One of the most controversial aspects of Pope Francis' trip to the United States is already shaping up to be the canonization of Fr. Junipero Serra, an 18th century Franciscan priest who was one of the first immigrants in California.
The pontiff will preside over the event — the first-ever canonization on U.S. soil — on Wednesday at 4:15 p.m. E.T. at the National Shrine of the Immaculate Conception in Washington, D.C. It's an occasion that's expected to attract 20,000 people.
But while Serra, who was a Spanish-born missionary responsible for helping bring Christianity to California, is set to be honored nearly 30 years after his beatification back in 1988, some are questioning the merits of Pope Francis' decision.
The statue of missionary Junipero Serra, center, is seen in Statuary Hall, also known as the Old Hall of the House, on Capitol Hill in Washington, Thursday, July 2, 2015. (AP Photo/Pablo Martinez Monsivais)
The pontiff decided earlier this year to fast-track the process by not requiring the typical proof of two miracles, and, instead, simply took one purported miracle into account in which a nun claimed that she was cured of Lupus after praying to Serra, the Associated Press reported.
It is widely known that Serra, a Spanish-born missionary, went to California to help spread Christianity to the native peoples there, setting up nine missions in the process. While some see him as a hero who helped introduce and spread the faith, others hold an entirely different view.
Critics claim that Serra helped spread disease, enslaved those who were converted and wiped out native populations. But the Vatican has said, in contrast, that he worked to defend Native Americans.
Pope Francis (Getty)
“He traveled to the periphery of the world — California was the end of world back then — to share his love of God with the Native Americans, whom he deeply loved and they loved him in return,” Catholic scholar Msgr. Francis Weber told the National Catholic Reporter earlier this year.
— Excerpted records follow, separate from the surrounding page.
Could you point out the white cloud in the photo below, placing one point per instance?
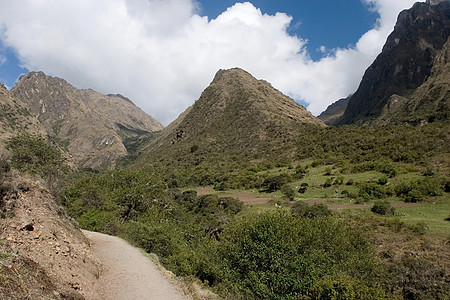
(161, 54)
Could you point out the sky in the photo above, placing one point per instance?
(163, 53)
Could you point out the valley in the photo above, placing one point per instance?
(246, 195)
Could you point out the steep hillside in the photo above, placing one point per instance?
(334, 111)
(43, 253)
(15, 118)
(237, 115)
(94, 128)
(408, 82)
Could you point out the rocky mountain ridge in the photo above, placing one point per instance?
(236, 114)
(408, 81)
(92, 127)
(15, 118)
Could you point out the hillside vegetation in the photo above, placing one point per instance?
(301, 250)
Others, though, like Valentin Lopez, chairman of the Amah Mutsun Tribal Band, see the situation quite differently.
"It is very offensive to canonize the person who actually enslaved, whipped, tortured and separated families and destroyed our cultural and spiritual beliefs," Lopez told NBC News. "How can that behavior be recognized as saintly behavior?"
Pope Francis and President Barack Obama (Chip Somodevilla/Getty Images)
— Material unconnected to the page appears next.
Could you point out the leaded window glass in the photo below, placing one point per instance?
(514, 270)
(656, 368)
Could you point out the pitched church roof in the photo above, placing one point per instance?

The Amah Mutsun Tribal Band penned a letter to Pope Francis in August, further expressing opposition to the decision to canonize Serra, accusing the missionary of "forced labor."
While Lopez told NBC News that he knows that the canonization will go forward as planned despite his protest, he refuses to back down."We will never accept Junipero Serra's canonization," he told the outlet. "We will continue the fight to have the canonization rescinded. One day, the Catholic Church will realize it made a mistake."
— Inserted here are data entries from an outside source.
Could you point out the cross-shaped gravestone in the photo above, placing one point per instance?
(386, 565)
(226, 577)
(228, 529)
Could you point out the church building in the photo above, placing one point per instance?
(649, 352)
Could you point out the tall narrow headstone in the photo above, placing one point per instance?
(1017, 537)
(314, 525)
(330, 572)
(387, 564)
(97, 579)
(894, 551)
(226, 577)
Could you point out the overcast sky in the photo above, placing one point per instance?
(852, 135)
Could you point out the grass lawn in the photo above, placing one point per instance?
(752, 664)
See the introduction to Lopez's letter below:
Amah Mutsun Tribal Band
Debate over Serra has been so fierce in fact that California politicians considered removing a statue bearing his likeness earlier this year that has been in the U.S. Capitol's National Statuary Hall since 1931, though Gov. Jerry Brown said that it will remain.
Serra established the first California mission in 1769 and subsequently launched eight others in the state, being credited with helping Spain create a presence in California, according too Biography.com.